Se reconstruire après la violence

Quitter une situation de violence ou en parler pour la première fois ne signifie pas que tout va mieux immédiatement.
Se reconstruire prend du temps. Il n’y a pas de “bonne façon” de guérir, pas de délai à respecter.
L’important est de ne plus être seul(e) et de savoir que des soutiens existent.

Le temps de sécurité

Avant toute reconstruction, il faut retrouver un endroit où l’on se sent en sécurité, physiquement et mentalement.

✔ Être loin de la personne violente (physiquement ou par ordonnance d’éloignement)
✔ Dormir, se reposer, manger, reprendre un rythme normal
✔ Retrouver un environnement où personne ne fait peur

Cela peut prendre quelques jours, semaines ou mois — c’est normal.

Le corps et les émotions après la violence

Beaucoup de personnes ressentent :

  • Fatigue, stress, crises d’angoisse, cauchemars
  • Culpabilité, honte, confusion, colère
  • Difficulté à faire confiance aux autres ou à leur propre jugement

Tout cela est une réaction normale à un événement anormal.

Demander de l’aide : ce n’est pas être faible

Parler à quelqu’un aide à remettre de l’ordre dans ce qui s’est passé :

Type d’aide À quoi ça sert ? Où les trouver ?
Psychologues / thérapeutes Accueillir la parole sans jugement, comprendre ce qu’on ressent, avancer à son rythme. Centres d’aide, services sociaux (Lishkat Revaha), associations locales, privé.
Groupes de parole / soutien entre victimes Rompre l’isolement, partager des expériences, sentir qu’on n’est pas seul·e. Associations, centres (Beit Lin / Hadar), ONG locales.
Thérapies spécialisées (EMDR, trauma) Travailler les souvenirs intrusifs, les crises d’angoisse, le stress post-traumatique. Psychologues formés au trauma, centres spécialisés.
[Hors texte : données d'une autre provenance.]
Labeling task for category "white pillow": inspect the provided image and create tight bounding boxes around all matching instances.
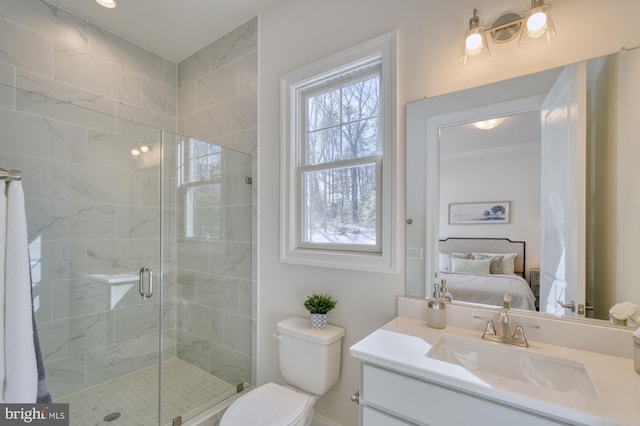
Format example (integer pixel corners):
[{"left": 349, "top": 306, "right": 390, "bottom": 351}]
[
  {"left": 472, "top": 253, "right": 518, "bottom": 275},
  {"left": 438, "top": 251, "right": 471, "bottom": 271},
  {"left": 451, "top": 257, "right": 491, "bottom": 274}
]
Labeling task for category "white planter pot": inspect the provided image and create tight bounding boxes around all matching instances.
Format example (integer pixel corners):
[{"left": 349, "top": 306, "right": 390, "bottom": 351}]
[{"left": 309, "top": 314, "right": 327, "bottom": 330}]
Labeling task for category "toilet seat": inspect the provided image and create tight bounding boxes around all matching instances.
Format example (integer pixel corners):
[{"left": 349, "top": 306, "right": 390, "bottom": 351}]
[{"left": 220, "top": 383, "right": 312, "bottom": 426}]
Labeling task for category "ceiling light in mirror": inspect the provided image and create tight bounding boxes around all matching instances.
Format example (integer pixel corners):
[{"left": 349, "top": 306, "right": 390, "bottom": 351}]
[
  {"left": 471, "top": 117, "right": 505, "bottom": 130},
  {"left": 96, "top": 0, "right": 116, "bottom": 9}
]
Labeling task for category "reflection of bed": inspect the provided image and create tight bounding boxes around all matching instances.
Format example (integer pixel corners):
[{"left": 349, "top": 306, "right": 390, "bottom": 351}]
[{"left": 438, "top": 238, "right": 535, "bottom": 310}]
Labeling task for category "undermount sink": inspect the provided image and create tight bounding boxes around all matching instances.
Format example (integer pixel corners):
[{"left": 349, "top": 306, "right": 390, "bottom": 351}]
[{"left": 426, "top": 334, "right": 598, "bottom": 399}]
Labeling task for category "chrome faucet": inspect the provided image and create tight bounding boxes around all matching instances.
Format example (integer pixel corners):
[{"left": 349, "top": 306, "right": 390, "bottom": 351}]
[{"left": 473, "top": 315, "right": 540, "bottom": 348}]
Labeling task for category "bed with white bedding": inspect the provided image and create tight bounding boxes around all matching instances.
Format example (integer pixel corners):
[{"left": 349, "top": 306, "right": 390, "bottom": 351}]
[
  {"left": 438, "top": 238, "right": 536, "bottom": 310},
  {"left": 438, "top": 271, "right": 536, "bottom": 311}
]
Se reconstruire, étape par étape

✔ Reprendre le contrôle sur son quotidien (argent, logement, emploi, études…)
✔ Réapprendre à faire confiance à son corps et à ses envies
✔ Se reconnecter à des choses simples : marcher, musique, créer, rire
✔ Réapprendre à dire « non », mais aussi à se permettre de dire « oui »

Ce qu’il faut retenir :

❌ À oublier ✅ À retenir
« Je devrais aller mieux, c’est fini. » La guérison n’a pas de délai ni de forme parfaite.
« C’est ma faute, j’aurais dû… » La violence est toujours la responsabilité de l’auteur.
« Je dois tout faire seule. » Demander de l’aide est un acte de force, pas de faiblesse.
« Ce que je ressens est anormal. » Tes émotions sont logiques face à ce que tu as vécu.